Origin Story: Une Petite Pensée

Pantry in the aftermath

I've been patiently waiting for an extinction level natural event ever since I was 8 years old.

This feeling was first aroused in me after the Northridge Earthquake, which erupted from the San Andreas Fault. At the time, my family lived not more than 5 miles away from the epicenter, and so we experienced the full force of that disaster.

The earthquake shook awake the Dawn, starting at 4:31AM. It lasted 8 seconds and measured 6.7 on the Richter Scale, releasing 70 trillion joules of energy, the equivalent of 11 simultaneous Hiroshima atomic explosions.

We lived in a duplex at the time, and I had my own bedroom. My father ran to my room as the ground shook, with everything falling down around him. The TV flew off the oak entertainment center and crashed into his shoulder. By the time he got to my room, and the shaking ceased, I finally woke up, having slept through the violent affair.
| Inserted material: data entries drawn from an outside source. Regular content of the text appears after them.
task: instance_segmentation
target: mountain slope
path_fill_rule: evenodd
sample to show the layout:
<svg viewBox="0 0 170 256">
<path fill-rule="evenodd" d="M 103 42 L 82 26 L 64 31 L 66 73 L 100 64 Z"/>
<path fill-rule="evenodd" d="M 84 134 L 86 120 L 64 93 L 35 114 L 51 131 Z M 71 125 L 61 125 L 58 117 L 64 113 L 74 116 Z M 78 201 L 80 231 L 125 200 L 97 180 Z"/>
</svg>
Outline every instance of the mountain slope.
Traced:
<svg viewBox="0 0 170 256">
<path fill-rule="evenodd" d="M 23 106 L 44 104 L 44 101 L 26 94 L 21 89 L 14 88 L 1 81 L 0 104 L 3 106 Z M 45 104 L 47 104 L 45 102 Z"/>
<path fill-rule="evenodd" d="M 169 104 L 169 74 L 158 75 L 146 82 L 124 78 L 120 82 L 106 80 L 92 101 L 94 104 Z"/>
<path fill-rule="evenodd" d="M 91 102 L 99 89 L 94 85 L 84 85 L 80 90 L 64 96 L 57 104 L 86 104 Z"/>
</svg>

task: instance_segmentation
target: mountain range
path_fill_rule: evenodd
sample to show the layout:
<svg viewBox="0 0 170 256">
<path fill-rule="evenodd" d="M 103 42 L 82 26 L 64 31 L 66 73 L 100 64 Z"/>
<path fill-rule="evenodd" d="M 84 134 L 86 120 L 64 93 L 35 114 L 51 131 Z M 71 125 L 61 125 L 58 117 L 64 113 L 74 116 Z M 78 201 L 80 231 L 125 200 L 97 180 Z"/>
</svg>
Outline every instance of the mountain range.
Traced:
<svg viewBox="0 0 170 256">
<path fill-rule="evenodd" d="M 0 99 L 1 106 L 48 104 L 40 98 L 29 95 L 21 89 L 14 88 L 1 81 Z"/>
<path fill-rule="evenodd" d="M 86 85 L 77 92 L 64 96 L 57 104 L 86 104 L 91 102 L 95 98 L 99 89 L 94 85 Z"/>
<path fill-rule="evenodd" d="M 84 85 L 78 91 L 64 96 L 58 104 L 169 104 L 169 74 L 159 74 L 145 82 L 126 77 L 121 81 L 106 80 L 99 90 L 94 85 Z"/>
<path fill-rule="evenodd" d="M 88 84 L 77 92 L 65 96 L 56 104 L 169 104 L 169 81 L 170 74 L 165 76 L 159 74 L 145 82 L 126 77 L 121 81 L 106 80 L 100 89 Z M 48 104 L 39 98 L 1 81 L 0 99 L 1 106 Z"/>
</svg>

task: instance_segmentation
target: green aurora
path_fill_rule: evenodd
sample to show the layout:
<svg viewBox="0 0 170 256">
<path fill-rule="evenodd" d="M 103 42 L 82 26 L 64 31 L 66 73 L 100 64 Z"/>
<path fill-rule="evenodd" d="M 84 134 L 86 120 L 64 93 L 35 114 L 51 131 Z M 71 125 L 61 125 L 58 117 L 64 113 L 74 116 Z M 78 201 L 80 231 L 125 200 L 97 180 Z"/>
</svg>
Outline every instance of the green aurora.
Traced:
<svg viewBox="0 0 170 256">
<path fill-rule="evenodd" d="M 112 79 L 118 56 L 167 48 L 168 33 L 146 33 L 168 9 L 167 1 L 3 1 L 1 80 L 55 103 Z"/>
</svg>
He was, of course, concerned with my safety, but my reaction was simply to sit up in my bed and say to him, "Did we just have an earthquake?"

My entire room was in shambles. Thankfully my bed was in the center of the room, as everything on the walls from the picture frames, shelving, and the like, had fallen all around me. It was as if my bed was the final bastion of the Apocalypse, with terror and ruin all around me; that is, my books and such.

After the earth settled, everybody from the neighborhood meandered into the streets in a quiet daze. My mother was meant to commute to work in Los Angeles that morning, as many others, but instead they were left asking each other, "Is everything alright?" Even as a kid, I distinctly recall a collective sense of bewilderment, but also care, and this extended for weeks after the event.

The sense of smell is intrinsically tied to memory, it's said, and there are two odors that I could never erase from my mind, even after the 32 years since the earthquake.

The first was found in our pantry, and the bottle of white vinegar that shattered on the ground, with the powder from a tin of Nesquik mixed in it. A scoop of that chocolate with milk was my favorite drink growing up, and to smell it joined with the vinegar was an assault on my juvenile senses.

The second was the odor of a thousand spirits. That afternoon, my father went out to find water. The grocery stores were closed, the water lines were cut off, power was dead, and the only place he could find that was open was the neighborhood liquor store. I still remember walking inside and my nose being overwhelmed with the vodka, rum, whiskey, gin, and wines -- drinks I had no familiarity with -- which were spilled out in a cacophonous mess on the floor.

He had no water to sell, but thankfully Miller Brewing Company set up a center for distributing bottles for the public, so that we could drink.

The days that followed the earthquake were equally unsettling. Our neighbor in the duplex smelled a gas leak, which my father confirmed, and so he decided that we would stay with my Aunt and Uncle down in Orange County, where the damage was significantly less.

A drive that took an hour and a half on a good day was now more than twelve hours, and not just from the damaged roads and freeways. With the overpasses that did survive, people would stop before driving beneath them, afraid that a new aftershock would bring them down.

One of my cousins told me that she slept through the earthquake, too, but that she also had a dream. In it, an angry and giant Donald Duck stampeded across the desert, stomping his webbed feet along the way.

There is a solid literature that says the experience of a violent event, whether it's war, or a natural disaster, or something more personal, isn't traumatic in itself, but rather it's the narrative that "one has been harmed" that begets trauma.

The only feelings that remain residual from the Northridge Earthquake are positive in my mind, even as I read now, many years after, about the deaths, the injured, and the economic loss. Perhaps most "big happenings" are like this, which makes me wonder about what kind of stories are told about them.